I couldn't imagine that photography was particularly cheap back in the day, in the way that it is now. I've been doing a lot of imaging studies at work lately and one of the main comments that's come up repeatedly is that due to digital photography technology our photos have become disposable. We take photos like they're nothing. And unless they happen to be taken during important events or for significant reasons, they're not worth anything. We don't care if they are actually backed up. Very few people I know actually take the time and effort to secure a backup system, to organize their photos, to make sure that they are properly taken care of.

But these people did. It used to be effort to take photos. To go through the chemical process of developing film. It used to be a beautiful process. You had to think about whether or not that moment was worth capturing. Now photos (especially those on cameraphones) are used for documentation or recording, reminders, or studying. These are all worthy reasons but it was interesting to think about.

So I got lost in these photos for hours. Everytime Dimitri caught me looking at them he would say, "Ooh, there she goes again, thinking her deep questions." Apparently not everyone thinks these questions when they look at old photographs. He said his only thought was whether or not the picture was good. Haha, good ole Dimitri.

I ended up buying one, just one. It's been sent to my BFF in San Diego.

I found I just couldn't get myself to buy any others. They were interesting to look at and ponder but the thought of owning them seemed wrong somehow. Like they would lose their significance as soon as I owned them and tried to organize them. I wouldn't be able to find out any of the answers to my questions so it seemed strangely pointless. They were more interesting in their anonymity.

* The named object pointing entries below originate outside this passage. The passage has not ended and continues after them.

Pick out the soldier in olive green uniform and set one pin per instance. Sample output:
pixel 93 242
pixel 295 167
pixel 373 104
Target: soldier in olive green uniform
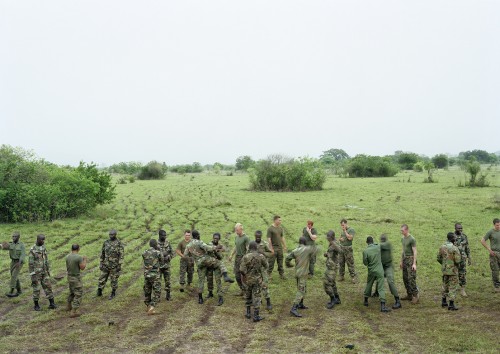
pixel 302 256
pixel 253 267
pixel 167 253
pixel 153 258
pixel 40 272
pixel 112 255
pixel 373 260
pixel 449 257
pixel 74 264
pixel 17 255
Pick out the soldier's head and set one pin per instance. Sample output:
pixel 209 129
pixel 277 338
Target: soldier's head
pixel 258 236
pixel 40 240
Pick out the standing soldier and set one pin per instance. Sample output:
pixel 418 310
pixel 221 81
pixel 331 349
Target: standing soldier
pixel 111 264
pixel 264 249
pixel 40 272
pixel 463 246
pixel 74 264
pixel 346 256
pixel 17 255
pixel 302 256
pixel 153 259
pixel 332 265
pixel 186 264
pixel 449 257
pixel 167 253
pixel 253 266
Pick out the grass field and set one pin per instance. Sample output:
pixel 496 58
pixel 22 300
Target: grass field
pixel 213 203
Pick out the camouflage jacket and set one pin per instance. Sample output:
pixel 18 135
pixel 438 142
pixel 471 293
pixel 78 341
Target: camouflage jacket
pixel 112 253
pixel 254 267
pixel 449 257
pixel 152 259
pixel 38 261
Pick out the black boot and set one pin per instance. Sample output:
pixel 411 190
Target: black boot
pixel 226 278
pixel 383 308
pixel 294 311
pixel 248 314
pixel 256 316
pixel 52 305
pixel 397 304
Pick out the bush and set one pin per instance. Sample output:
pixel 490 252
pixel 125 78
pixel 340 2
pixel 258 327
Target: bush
pixel 279 173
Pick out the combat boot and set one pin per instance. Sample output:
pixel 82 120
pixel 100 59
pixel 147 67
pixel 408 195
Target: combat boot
pixel 52 304
pixel 294 311
pixel 226 278
pixel 383 308
pixel 256 316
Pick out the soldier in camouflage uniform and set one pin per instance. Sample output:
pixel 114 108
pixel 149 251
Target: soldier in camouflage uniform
pixel 199 250
pixel 264 249
pixel 302 256
pixel 153 258
pixel 332 266
pixel 167 253
pixel 17 255
pixel 449 257
pixel 111 263
pixel 462 244
pixel 253 266
pixel 40 272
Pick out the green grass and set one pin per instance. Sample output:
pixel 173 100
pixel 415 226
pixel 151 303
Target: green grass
pixel 214 203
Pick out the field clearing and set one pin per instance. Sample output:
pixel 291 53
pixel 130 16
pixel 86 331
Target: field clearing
pixel 214 203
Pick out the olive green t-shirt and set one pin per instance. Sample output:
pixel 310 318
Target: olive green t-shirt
pixel 494 237
pixel 73 261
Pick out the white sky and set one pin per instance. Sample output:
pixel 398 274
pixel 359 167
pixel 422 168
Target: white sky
pixel 207 81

Anyway, enough about that. :) The rest of the market was gorgeous antique furniture, jewelry, clothing. Lots and lots of vintage designer purses and clothing, shoes.

One of my favorite parts of the market was this fabulous wooden brick road. I don't know who designed it and implemented it but it was beautiful the way it had worn down. Smooth to a shiny glean over the years of people repeatedly walking over it. And in great condition. Wonderful.

We spent hours there before calling it a day. In the middle of the day we had lunch at a small cafe. I ordered entrecôte with bleu cheese sauce and fries. It was glorious:


Bloody bloody steak. Just the way I like it. And the cheese sauce: divine. Like I said before: Paris would definitely make me fat in the unhealthiest of ways. I would never make it out alive. I don't know how the Parisians stay so thin. I mean they're certainly not the thinnest people in the world but they're certainly not obese. Maybe it's a dedication to fashion or something...that's the only thing I can think of. It's the only explanation with all that wine, cheese, and bread. The only explanation. Because I would gorge. No question.

We were exhausted coming back home after the market, but Dimitri still found the energy to make us dinner (a delicious omelette with bell peppers, onions, and corn as well as meat kebabs). We were extremely full though so spent the rest of the night lazing on the couch reading.

And such ended the weekend in Paris. The next day for me was checking into my hotel and attending my first conference in a long time.